Pakistanis are burning Obama in effigy—and those are the anti-Taliban Pakistanis. Pakistan was humiliated by the U.S. strike on Osama bin Laden—deservedly so, given its duplicity and double-dealing—but it wasn’t supposed to be this way in the Age of Obama. After all, Obama lambasted his predecessor for alienating allies, acting unilaterally and launching military operations without UN permission. Yet as the Pakistanis know, the bin Laden raid failed to meet any of those standards Obama applied to Bush.
While on the subject of anti-Obama protests, when the bombs started falling on Libya, Sri Lankans took to the streets to stomp on photos of our president.
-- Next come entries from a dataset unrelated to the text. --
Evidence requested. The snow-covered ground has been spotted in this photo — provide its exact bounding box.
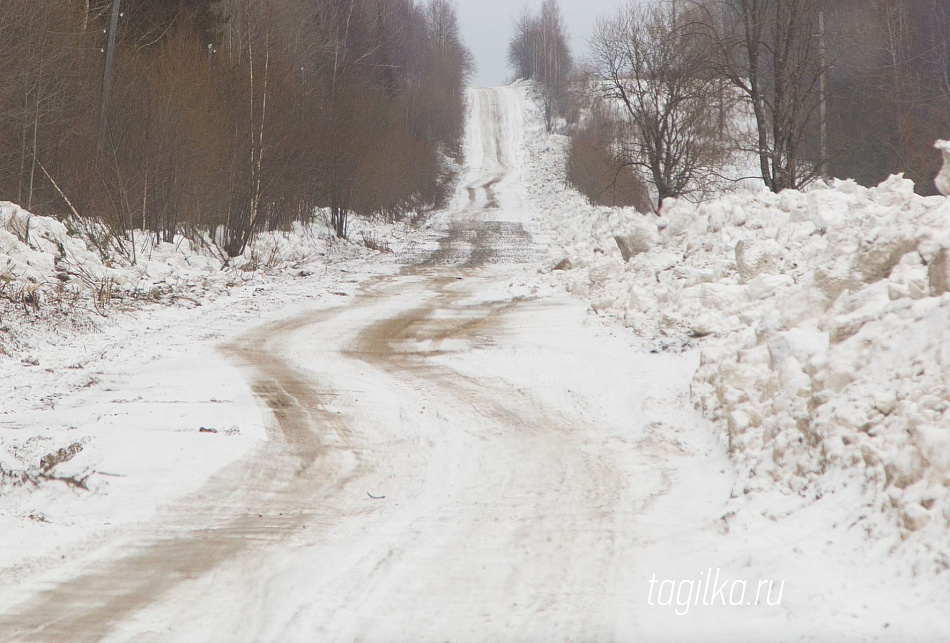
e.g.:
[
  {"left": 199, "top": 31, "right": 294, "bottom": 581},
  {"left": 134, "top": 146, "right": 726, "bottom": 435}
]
[{"left": 0, "top": 86, "right": 950, "bottom": 642}]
Obama’s mishandling of the Libya crisis has been spun by his supporters as “leading from behind.” But as the war enters its 15th week—a war against an isolated, hated, weak despot—leading from behind looks more like abdication.
Citing remarks by French president Nicolas Sarkozy, The Washington Post reports that the French leader recently “lashed out…at the U.S. commitment to the NATO effort in Libya.”
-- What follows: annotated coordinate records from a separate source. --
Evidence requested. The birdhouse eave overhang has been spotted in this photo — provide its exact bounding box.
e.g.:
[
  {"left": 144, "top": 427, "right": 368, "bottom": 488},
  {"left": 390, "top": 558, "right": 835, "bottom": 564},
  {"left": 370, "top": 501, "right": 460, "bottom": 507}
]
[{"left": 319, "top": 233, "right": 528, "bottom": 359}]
“I’m not of the opinion that the bulk of the work in Libya is being done by our American friends,” Sarkozy said angrily.
As The Financial Times explains, “Britain and France are straining to fill the gap left by Washington’s decision to pull back.” Sarkozy may not want to say it openly, but he and other NATO leaders recognize this limitation. When asked about Washington’s refusal to join France in deploying attack helicopters in Libya, French foreign minister Alain Juppe’s response was loaded with disappointment. “We regret that…We would be more efficient if they joined us.” Likewise, when British foreign secretary William Hague asked NATO members for support, he was aiming his message at Washington: “The United Kingdom in the last weeks supplied additional aircraft capable of striking ground targets,” he said. “It would be welcome if other countries did the same.”
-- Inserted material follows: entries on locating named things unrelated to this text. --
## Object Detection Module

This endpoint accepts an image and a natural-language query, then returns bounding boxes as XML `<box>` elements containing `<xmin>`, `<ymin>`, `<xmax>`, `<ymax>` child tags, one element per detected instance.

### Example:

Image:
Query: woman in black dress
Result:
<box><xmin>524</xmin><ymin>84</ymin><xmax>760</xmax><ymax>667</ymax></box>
The Washington Post is far less polite, bluntly concluding that Washington is “eschewing its indispensable role of leadership.”
In Egypt, Saudis are angry that Obama did too much to push their ally Hosni Mubarak out of power, while Egyptians are angry that he didn’t do enough. As the Obama administration hemmed and hawed over Mubarak, Mohamed ElBaradei wrote a scathing open letter to the man who promised to make the world love America again. “The American government said that it was ‘dismayed.’ Well, frankly, I was dismayed that all it could say is that it was dismayed…People were absolutely disappointed in the way you reacted to Egypt’s last election. You reaffirmed their belief that you are applying a double standard for your friends, and siding with an authoritarian regime just because you think it represents your interests… This isn’t even good realpolitik.”
Realpolitik is always a perfect segue to China. Bending over backwards for China in his first year has delivered no dividends for Obama. The PRC has lashed out at Japan, embargoed commodities high-tech industries depend on, blocked the UN from blaming North Korea for sinking a South Korean ship, continued its threatening behavior around Taiwan and sped ahead with its massive military buildup.